The room is full of you!... (oh, the memory of entering my mom's bedroom and kitchen alone after she had died... - her cup and napkin still there... - of entering my dad's office with his wallet still setting there, and an envelope ready to mail - were those the last words he wrote?)
You are not here. I know that you are gone, and will not ever enter here again.
And yet it seems to me, if I should speak, your silent step must wake across the hall;
If I should turn my head, that your sweet eyes would kiss me from the door. - So short a time to teach me life its transposition to this difficult and unaccustomed key!...
There is your book, just as you laid it down, face to the table, - I cannot believe that you are gone...
And here are the last words your fingers wrote...a simple choice; you did not know you would not write again...
You would have dropped your pen and come to me and this page would be empty...In this, "I picked the first sweet-pea today."
Today!
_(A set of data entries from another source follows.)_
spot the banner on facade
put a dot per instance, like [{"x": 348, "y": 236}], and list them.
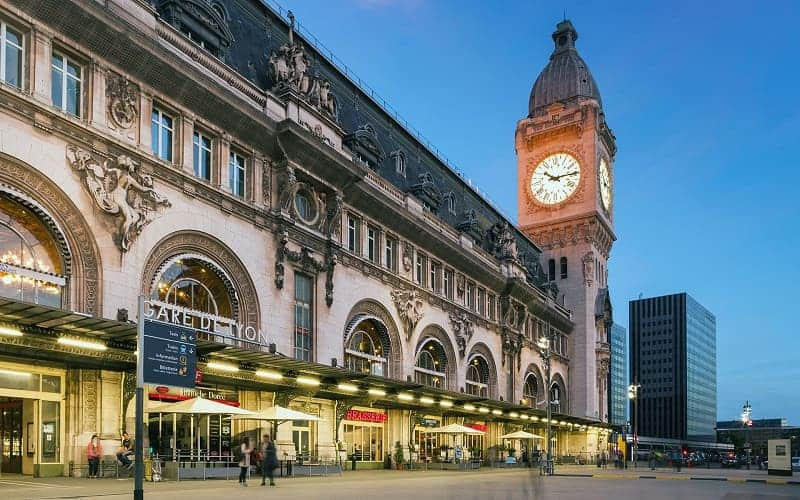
[{"x": 169, "y": 354}]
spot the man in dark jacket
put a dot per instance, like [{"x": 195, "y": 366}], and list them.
[{"x": 269, "y": 460}]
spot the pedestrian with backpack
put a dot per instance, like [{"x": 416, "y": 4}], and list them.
[{"x": 244, "y": 460}]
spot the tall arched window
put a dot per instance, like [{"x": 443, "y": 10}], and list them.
[
  {"x": 530, "y": 391},
  {"x": 31, "y": 265},
  {"x": 364, "y": 352},
  {"x": 431, "y": 364},
  {"x": 477, "y": 382},
  {"x": 195, "y": 283}
]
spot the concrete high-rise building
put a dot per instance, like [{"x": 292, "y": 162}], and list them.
[
  {"x": 618, "y": 376},
  {"x": 674, "y": 359}
]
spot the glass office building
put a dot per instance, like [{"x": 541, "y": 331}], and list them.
[{"x": 618, "y": 376}]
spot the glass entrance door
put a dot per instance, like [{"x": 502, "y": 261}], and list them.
[{"x": 11, "y": 435}]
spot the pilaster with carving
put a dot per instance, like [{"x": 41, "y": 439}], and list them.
[
  {"x": 120, "y": 190},
  {"x": 409, "y": 307}
]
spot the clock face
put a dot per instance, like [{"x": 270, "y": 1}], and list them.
[
  {"x": 555, "y": 178},
  {"x": 605, "y": 184}
]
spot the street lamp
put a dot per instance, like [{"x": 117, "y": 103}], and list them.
[
  {"x": 633, "y": 395},
  {"x": 747, "y": 410},
  {"x": 544, "y": 351}
]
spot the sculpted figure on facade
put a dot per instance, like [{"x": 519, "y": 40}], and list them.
[
  {"x": 409, "y": 308},
  {"x": 588, "y": 268},
  {"x": 123, "y": 98},
  {"x": 120, "y": 190},
  {"x": 462, "y": 329},
  {"x": 505, "y": 245}
]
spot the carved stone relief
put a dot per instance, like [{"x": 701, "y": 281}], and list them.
[
  {"x": 409, "y": 308},
  {"x": 123, "y": 100},
  {"x": 463, "y": 329},
  {"x": 120, "y": 190}
]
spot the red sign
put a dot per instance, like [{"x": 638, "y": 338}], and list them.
[{"x": 365, "y": 416}]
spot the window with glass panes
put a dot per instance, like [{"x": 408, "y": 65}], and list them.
[
  {"x": 352, "y": 233},
  {"x": 201, "y": 148},
  {"x": 390, "y": 254},
  {"x": 372, "y": 243},
  {"x": 11, "y": 55},
  {"x": 434, "y": 279},
  {"x": 303, "y": 330},
  {"x": 236, "y": 171},
  {"x": 161, "y": 133},
  {"x": 66, "y": 84}
]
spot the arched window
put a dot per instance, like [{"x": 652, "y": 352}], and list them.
[
  {"x": 31, "y": 266},
  {"x": 555, "y": 398},
  {"x": 195, "y": 283},
  {"x": 430, "y": 366},
  {"x": 477, "y": 382},
  {"x": 530, "y": 391},
  {"x": 364, "y": 352}
]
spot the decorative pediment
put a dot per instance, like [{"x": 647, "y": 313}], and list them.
[
  {"x": 363, "y": 142},
  {"x": 425, "y": 189}
]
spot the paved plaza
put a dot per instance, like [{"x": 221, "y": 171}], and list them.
[{"x": 434, "y": 485}]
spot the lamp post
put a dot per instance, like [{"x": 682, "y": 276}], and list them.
[
  {"x": 633, "y": 395},
  {"x": 747, "y": 410},
  {"x": 544, "y": 351}
]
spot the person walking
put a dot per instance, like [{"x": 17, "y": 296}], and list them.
[
  {"x": 125, "y": 450},
  {"x": 269, "y": 460},
  {"x": 244, "y": 460},
  {"x": 94, "y": 451}
]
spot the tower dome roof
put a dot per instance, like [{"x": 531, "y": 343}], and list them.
[{"x": 566, "y": 77}]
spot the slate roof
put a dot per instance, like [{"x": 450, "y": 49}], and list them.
[
  {"x": 566, "y": 77},
  {"x": 258, "y": 28}
]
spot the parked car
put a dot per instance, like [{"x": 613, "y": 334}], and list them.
[{"x": 729, "y": 460}]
Was there an opening bud beside it you left until tomorrow?...
I had you and I have you now no more. Aren't those lines beautiful? I can't find the exact line but she also states, "I see you everywhere, but you're nowhere."
That was poetry that I picked up randomly and in five minutes imprinted itself in my mind for now seven years. Our books - a mirror of our souls. I love that!
...I just heard a little bird! Smile at those little birds singing for you - they know your story, they keep your confidences, they are God's gift to us this spring! Go on with your day, making decisions that make yourself proud, taking pride in whatever, even mundane, tasks before you. Thank you for letting me enter your world on Thursdays! Susan
Latin for this week: ad meliora vertamur - Let us turn to better things.
Work Cited:
McClatchy, JD, Editor.Edna St. Vincent Millay Selected Poems. New York. Library of America. 2003.